On the 2nd day in the tank I noticed his lips were a little on the black side.
That's all disappeared now.
Never thought I'd have a Flowerhorn. That's something I didn't really think about.

Either way I'm fine with the result.
I got what I thought was a colorless RD/Midas, now it's coloring up quite nicely & it's possible it may be a flowerhorn.

As long as it will be big & mean it's all good. 
He's already mean now I just have to get him big, which he seems to be doing quite fast.

Thanks for the input guys, you guys are all pros in my books.

If anyone else wants to chime in please do so.
TIA.


----------



## lil mama (Nov 24, 2007)

I would like to chime in that is a nice looking fish there! I know what you mean I like them tough, and with a big hump. I'm sure you'll have him bulked up in no time.


----------



## Leucistic Guy (Jul 8, 2009)

I hope he'll be big like fedor.
I just gave him a little shrimp. 
I'm giving him Hikari Cichlid Excel, @ first he didn't really like it but now he does.
He still prefers Cichlid gold over the excel though. I have to get him to eat his veggies. 
Kids & their veggies eh. :lol:

I remember when you were into bettas, I still have my bettas, & most of what I've learned about bettas was from you. You're a member of TFF right, that's where I first met you.

Thanks lil mama.

I've been researching Flowerhorns & SRT/RT's because of this guy.
The more knowledge the better.(I guess  )


----------



## gage (Feb 7, 2007)

the only thing that makes me question flowerhorn or RD/Midas is the red around the gill and the spotting in the fins. of course, both could change with age, hard to say, post when hes 5" (a couple months lol)


----------



## lil mama (Nov 24, 2007)

Thanks LG I hope your guy looks like Fedor too. I always feed twice a day, never missing a feeding. That, to me, is what builds a thick solid body, without that over stuffed look. Consistant feedings. I know what you mean about making them eat healthy. My family laughs at me, they say only lil mama would make her fish eat their veggies before getting dessert. As far as the Bettas I think you have me mixed up there. My daughter had a few a while ago. I started out here in the CA part of the forum when I got Fedor for my Bday. As far as the SRT's don't look to much or you'll end up like me ...wanting one sooooo bad!

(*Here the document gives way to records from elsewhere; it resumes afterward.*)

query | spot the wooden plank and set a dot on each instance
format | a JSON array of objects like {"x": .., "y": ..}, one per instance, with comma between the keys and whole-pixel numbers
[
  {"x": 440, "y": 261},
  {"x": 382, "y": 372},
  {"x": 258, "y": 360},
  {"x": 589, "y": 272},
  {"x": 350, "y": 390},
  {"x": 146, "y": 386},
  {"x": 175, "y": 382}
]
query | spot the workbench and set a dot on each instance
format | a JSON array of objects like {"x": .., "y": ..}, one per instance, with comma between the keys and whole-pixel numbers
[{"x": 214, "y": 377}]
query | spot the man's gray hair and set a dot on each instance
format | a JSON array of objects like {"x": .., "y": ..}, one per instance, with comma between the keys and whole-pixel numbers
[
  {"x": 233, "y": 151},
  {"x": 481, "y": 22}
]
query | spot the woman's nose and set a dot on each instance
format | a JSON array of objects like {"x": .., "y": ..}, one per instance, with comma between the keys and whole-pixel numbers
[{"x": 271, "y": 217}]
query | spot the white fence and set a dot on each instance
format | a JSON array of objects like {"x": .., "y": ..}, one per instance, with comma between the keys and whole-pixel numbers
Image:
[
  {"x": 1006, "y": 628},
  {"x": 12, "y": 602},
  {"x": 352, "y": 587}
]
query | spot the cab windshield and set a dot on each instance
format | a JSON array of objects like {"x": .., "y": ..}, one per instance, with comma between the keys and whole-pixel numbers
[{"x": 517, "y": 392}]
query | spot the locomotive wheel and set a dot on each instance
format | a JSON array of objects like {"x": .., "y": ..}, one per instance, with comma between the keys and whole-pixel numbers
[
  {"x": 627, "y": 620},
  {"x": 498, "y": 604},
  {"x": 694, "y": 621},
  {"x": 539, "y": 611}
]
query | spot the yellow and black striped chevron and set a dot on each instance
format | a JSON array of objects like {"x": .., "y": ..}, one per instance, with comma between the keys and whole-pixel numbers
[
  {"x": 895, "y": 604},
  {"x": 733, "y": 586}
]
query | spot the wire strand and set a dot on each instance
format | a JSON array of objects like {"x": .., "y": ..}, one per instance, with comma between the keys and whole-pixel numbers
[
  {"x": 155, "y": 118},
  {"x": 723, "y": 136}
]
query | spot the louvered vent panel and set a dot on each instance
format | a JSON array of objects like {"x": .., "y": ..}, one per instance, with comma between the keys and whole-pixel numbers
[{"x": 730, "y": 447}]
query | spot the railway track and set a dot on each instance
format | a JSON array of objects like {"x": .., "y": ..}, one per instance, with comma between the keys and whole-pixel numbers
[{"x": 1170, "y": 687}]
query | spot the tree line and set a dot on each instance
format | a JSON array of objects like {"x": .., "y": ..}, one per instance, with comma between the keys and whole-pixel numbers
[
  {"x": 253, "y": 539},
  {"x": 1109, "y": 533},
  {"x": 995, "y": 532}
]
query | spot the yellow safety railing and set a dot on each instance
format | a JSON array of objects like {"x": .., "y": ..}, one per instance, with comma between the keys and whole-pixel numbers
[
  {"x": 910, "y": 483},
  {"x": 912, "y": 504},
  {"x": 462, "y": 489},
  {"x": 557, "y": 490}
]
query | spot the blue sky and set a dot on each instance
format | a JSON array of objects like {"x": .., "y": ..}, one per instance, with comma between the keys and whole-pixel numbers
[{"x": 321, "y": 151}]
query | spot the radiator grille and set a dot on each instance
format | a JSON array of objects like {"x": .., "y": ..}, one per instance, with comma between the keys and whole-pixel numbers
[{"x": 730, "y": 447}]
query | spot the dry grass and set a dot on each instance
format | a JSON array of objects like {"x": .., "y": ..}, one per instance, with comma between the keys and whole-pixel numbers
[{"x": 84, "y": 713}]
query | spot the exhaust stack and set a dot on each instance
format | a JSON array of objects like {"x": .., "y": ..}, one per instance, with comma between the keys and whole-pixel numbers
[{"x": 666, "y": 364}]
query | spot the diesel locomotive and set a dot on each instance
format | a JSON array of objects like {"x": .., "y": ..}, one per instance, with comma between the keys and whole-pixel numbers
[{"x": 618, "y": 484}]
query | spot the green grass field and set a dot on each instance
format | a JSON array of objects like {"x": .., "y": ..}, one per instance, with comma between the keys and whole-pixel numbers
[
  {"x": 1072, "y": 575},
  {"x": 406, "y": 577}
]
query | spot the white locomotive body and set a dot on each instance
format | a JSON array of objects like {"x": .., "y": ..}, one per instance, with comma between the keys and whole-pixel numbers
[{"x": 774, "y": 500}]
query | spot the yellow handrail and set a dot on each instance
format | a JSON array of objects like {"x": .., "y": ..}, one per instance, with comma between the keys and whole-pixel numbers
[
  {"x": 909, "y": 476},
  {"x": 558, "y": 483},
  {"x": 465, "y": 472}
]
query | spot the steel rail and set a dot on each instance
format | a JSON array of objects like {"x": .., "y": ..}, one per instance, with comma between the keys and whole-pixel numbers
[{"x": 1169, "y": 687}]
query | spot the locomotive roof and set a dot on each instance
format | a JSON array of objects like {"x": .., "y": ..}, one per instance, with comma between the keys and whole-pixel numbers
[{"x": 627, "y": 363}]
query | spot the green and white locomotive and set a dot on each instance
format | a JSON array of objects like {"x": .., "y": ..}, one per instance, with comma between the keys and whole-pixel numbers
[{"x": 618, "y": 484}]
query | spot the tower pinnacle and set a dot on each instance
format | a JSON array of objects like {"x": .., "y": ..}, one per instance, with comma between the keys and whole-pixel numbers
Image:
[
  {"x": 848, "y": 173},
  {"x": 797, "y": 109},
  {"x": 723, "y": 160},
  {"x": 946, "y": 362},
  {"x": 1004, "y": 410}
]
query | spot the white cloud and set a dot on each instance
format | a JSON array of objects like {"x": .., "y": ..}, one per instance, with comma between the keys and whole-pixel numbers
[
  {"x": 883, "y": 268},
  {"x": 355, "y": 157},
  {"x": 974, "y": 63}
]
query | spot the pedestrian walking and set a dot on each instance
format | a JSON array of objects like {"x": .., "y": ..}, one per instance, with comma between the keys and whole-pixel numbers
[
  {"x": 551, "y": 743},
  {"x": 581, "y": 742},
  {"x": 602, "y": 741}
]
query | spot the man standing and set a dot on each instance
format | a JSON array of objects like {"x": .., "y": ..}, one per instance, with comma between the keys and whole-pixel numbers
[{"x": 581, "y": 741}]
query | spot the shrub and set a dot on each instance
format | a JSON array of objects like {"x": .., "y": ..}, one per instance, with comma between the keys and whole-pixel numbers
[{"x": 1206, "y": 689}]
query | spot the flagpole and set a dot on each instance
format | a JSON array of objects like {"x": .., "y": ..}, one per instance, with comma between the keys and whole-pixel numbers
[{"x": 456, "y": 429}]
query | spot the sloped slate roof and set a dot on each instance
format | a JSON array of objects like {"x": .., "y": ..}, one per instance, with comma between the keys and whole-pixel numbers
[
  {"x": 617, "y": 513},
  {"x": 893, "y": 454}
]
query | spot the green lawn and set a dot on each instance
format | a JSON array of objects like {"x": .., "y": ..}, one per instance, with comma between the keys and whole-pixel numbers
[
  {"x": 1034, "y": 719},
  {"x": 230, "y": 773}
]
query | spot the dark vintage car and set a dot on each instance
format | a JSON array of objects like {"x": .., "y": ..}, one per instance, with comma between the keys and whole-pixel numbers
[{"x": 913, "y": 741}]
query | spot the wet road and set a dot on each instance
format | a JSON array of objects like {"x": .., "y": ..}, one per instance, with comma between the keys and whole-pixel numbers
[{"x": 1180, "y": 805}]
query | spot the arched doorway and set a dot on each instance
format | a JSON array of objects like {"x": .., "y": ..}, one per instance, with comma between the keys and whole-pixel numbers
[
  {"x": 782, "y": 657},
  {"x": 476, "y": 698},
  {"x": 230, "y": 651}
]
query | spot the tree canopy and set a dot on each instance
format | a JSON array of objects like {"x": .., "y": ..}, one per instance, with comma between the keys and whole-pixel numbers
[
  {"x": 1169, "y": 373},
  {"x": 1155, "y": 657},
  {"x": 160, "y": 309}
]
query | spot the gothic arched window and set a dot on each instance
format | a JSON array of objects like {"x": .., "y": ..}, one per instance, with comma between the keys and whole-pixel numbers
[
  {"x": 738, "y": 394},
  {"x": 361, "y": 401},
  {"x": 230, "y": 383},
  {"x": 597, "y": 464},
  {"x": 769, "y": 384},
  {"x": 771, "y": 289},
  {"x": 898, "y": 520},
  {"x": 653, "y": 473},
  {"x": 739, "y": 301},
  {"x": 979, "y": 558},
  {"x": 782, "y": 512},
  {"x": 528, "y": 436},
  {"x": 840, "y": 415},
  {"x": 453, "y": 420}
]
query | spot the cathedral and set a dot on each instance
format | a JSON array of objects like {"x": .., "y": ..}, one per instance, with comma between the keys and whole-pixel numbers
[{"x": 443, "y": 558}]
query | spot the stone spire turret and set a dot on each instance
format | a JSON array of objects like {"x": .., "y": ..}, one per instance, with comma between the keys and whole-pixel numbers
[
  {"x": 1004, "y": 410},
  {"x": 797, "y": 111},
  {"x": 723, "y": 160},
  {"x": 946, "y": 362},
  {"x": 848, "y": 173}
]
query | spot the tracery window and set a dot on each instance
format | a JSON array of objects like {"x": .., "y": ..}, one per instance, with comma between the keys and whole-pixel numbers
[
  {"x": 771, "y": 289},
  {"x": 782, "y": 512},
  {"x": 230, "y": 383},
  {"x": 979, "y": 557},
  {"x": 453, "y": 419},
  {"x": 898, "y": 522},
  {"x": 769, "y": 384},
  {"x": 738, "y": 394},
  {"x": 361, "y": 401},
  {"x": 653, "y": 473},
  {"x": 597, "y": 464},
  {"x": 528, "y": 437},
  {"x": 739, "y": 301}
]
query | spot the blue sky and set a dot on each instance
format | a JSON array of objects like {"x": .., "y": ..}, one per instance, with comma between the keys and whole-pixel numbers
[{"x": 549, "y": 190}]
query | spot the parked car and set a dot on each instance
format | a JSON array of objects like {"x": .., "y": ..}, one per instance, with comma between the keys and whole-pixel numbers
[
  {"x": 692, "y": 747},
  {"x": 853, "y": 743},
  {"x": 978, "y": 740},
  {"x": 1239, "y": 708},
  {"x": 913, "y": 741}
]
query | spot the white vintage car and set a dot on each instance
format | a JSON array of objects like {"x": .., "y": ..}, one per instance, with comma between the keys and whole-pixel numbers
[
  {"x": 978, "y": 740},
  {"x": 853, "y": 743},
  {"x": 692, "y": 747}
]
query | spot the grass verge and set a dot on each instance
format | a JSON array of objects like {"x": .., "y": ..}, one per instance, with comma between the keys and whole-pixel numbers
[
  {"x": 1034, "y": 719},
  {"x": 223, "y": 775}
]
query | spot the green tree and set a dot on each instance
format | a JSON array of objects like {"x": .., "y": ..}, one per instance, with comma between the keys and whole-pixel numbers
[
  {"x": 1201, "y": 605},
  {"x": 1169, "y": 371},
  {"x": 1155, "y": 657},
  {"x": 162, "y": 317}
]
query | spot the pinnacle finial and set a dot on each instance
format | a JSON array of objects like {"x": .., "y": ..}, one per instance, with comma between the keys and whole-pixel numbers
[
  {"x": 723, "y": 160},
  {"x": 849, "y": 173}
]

I will get one! :lol:


----------



## Leucistic Guy (Jul 8, 2009)

I'm looking to get a 125G so the SRT might be in the plans.
I'm just going to try to figure out this guy 1st.
I have him in a grow out tank to see if he'll be friendlier.
He may need my whole 90G to himself.


----------



## Joels fish (Nov 17, 2007)

Just to throw this out there. when Pat was little, he showed the same pink patch, now you can't see it unless he's sleeping and I turn the lights on while he's still faded looking.
Here's a couple of older pics where it's visible.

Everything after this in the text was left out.